This is a followup on some recent posts of mine .. in case anyone new to Perl wonders if it is ever used for real work.

My web application handles document processing (conversion from PDF to XML), and it's currently running on a dozen servers, the busiest of which is used by two teams, one here in Toronto and the other in Mumbai, India. The work day starts about midnight local time (930am in Mumbai) and goes to about 8 or 9pm, and lately we've been running 7 days a week to keep up with demand. If things go South, it lands in my lap. I hate pages at 4am, so I do what I can to avoid that situation.

Anyway, recently, I wrote about a problem I'd been having with a sleepy CGI, and eventually rediscovered the excellent tool strace thanks to some respondents. But that led me to my next problem, as to why the CGI would be freezing at

select(5, [4], [], [4], NULL
as strace was showing me. After some more research, I discovered this was the connection to the database. Could it be as simple as the CGI waiting for the database that was causing the problem?

Oh boy. The answer is yes, as it turns out. And the CGI was not 'going to sleep' -- it was continuing to run, but was patiently waiting for the database, not sleeping.

And the solution to the database slowdown (PostgreSQL, in my case) was the simple application of

ANALYZE VERBOSE DOCUMENTS;
and the response time for the main query went from 20 seconds to about 550ms. Yay!

Since I've seen this performance problem before, I'm now going to keep an eagle eye on the system today and find out how long it takes before the performance starts to drop, then set up a cron job to ANALYZE the suspect table again, most likely every four hours or so.

This is all a result of watching my system closely, something I think is extremely valuable in any Engineering job -- staying on top of the performance of your system is very important in my current situation of developer, supporter and maintainer.

The moral of the story is, follow the data (I know, it sounds like CSI). Processes very rarely 'go to sleep' unless they're told to. Where's the CPU time (or bandwidth, or your other resources) going? Follow that lead, and you'll find the answer to your problem.

Alex / talexb / Toronto

"Groklaw is the open-source mentality applied to legal research" ~ Linus Torvalds

Replies are listed 'Best First'.
Re: Make sure you're solving the right problem
by jasonk (Parson) on Oct 13, 2006 at 16:26 UTC

    This is why big database applications need DBAs.
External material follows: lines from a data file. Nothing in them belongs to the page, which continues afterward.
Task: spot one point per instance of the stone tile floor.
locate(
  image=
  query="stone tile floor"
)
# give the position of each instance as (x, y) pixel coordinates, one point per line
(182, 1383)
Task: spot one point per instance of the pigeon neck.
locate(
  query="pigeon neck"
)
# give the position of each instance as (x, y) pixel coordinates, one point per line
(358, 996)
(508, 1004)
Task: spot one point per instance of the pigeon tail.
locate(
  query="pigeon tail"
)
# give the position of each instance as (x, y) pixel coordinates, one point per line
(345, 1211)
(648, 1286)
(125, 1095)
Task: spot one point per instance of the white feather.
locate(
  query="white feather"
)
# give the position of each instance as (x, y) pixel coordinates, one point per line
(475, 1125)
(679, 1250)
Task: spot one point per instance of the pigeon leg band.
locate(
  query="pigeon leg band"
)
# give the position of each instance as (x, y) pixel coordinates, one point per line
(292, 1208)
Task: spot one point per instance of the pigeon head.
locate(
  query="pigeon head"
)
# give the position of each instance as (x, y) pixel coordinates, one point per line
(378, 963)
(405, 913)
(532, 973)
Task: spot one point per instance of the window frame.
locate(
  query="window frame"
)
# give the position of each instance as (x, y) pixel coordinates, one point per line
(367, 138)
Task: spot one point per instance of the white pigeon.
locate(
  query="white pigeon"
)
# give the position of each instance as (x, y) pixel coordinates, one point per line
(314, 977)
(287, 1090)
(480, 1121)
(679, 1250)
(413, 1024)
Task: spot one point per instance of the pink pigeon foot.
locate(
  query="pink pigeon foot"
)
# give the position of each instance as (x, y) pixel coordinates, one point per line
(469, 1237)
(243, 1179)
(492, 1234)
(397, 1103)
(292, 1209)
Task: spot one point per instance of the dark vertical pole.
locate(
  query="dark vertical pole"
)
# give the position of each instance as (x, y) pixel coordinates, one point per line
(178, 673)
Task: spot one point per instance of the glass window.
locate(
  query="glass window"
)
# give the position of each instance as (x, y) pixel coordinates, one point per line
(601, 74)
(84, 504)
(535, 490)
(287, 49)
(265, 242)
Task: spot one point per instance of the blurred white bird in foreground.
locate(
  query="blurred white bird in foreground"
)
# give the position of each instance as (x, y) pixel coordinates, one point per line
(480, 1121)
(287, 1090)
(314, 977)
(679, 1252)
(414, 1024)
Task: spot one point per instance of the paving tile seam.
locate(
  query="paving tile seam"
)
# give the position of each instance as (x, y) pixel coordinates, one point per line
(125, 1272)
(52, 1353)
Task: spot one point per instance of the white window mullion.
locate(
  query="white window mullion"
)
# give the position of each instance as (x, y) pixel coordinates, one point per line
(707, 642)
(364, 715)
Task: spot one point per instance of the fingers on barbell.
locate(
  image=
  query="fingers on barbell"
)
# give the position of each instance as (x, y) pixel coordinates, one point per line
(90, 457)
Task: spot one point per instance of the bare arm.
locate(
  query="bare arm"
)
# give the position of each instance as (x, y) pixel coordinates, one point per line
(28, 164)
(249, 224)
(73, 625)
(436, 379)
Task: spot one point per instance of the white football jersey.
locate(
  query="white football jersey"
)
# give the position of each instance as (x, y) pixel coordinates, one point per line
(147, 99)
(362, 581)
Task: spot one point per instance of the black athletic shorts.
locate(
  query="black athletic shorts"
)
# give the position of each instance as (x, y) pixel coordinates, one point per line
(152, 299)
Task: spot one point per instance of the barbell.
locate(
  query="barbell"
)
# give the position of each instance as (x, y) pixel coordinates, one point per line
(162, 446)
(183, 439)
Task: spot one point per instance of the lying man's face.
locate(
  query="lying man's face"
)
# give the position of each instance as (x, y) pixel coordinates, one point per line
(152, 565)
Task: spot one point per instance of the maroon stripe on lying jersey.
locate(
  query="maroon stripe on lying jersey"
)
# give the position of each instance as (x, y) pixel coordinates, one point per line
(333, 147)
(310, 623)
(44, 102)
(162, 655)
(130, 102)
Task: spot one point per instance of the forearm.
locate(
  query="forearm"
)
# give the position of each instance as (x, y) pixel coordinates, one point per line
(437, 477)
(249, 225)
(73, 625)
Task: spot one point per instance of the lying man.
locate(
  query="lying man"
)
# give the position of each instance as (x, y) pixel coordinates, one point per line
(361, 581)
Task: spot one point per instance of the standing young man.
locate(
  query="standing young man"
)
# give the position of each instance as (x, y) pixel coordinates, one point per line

And why you should be using autovacuum if you are running PostgreSQL versions prior to 8.1 (when the autovacuum features were added to the server, instead of being an external process).


    We're not surrounded, we're in a target-rich environment!
        This is why big database applications need DBAs.

      Granted. However, in small companies, one person gets to do many things: I've assumed the System Architect job, I'm the only Software Developer and Software Support person, and I also pretend to be the DBA.

      Right now I'm doing a daily VACUUM on the application database, and a weekly VACUUM on the whole database. Due to the success of ANALYZE, I will likely be doing that daily as well.

      Upgrading the database version is on my list -- the development system I have uses the fairly recent 8.0.3, but the Production system is .. ahem .. older than that.

      Alex / talexb / Toronto

      "Groklaw is the open-source mentality applied to legal research" ~ Linus Torvalds

Re: Make sure you're solving the right problem
by exussum0 (Vicar) on Oct 13, 2006 at 17:53 UTC
    I had a similar issue once, where a program would mysteriously fail, mostly when I wasn't looking. What I did, for my case, was to bring up the perl debugger, and watch each line run against a copy of the funky system.

    Turned out some chucklehead used signals for detecting timeouts without ever resetting the signal properly... so if the process was fast enough, the new signal handler would go away when the process terminated. Which was quite the case on a dev system.

    Use a perl debugger, watch the lines run one by one, and I'd get a signal handler go BOING!.

      Absolutely. The Perl debugger is a bit cryptic (OK, it's *very* cryptic), but it shines an intense bright light on what the code's doing. I'm a fan.

      Alex / talexb / Toronto

      "Groklaw is the open-source mentality applied to legal research" ~ Linus Torvalds

Re: Make sure you're solving the right problem
by monarch (Priest) on Oct 13, 2006 at 19:55 UTC
    External databases are great things, but they are not a panacea. It is nice, at university, to think of a database as that separate black box that data goes into and out of and is all nicely managed for you.

    Having seen databases used in different companies (such as Sybase, Oracle, PostgreSQL, MySQL, and Informix) and used a few, although being no DBA myself, I've come to realise that each DB behaves in different ways and every single one needs a lot of hand holding.

    It pays to keep a close eye on a new system. The problem is that your use of a database can be just as much of a problem as the application you just wrote and (rightly so) assume to be the most likely source of the fault compared to this off-the-shelf application that's a mature product.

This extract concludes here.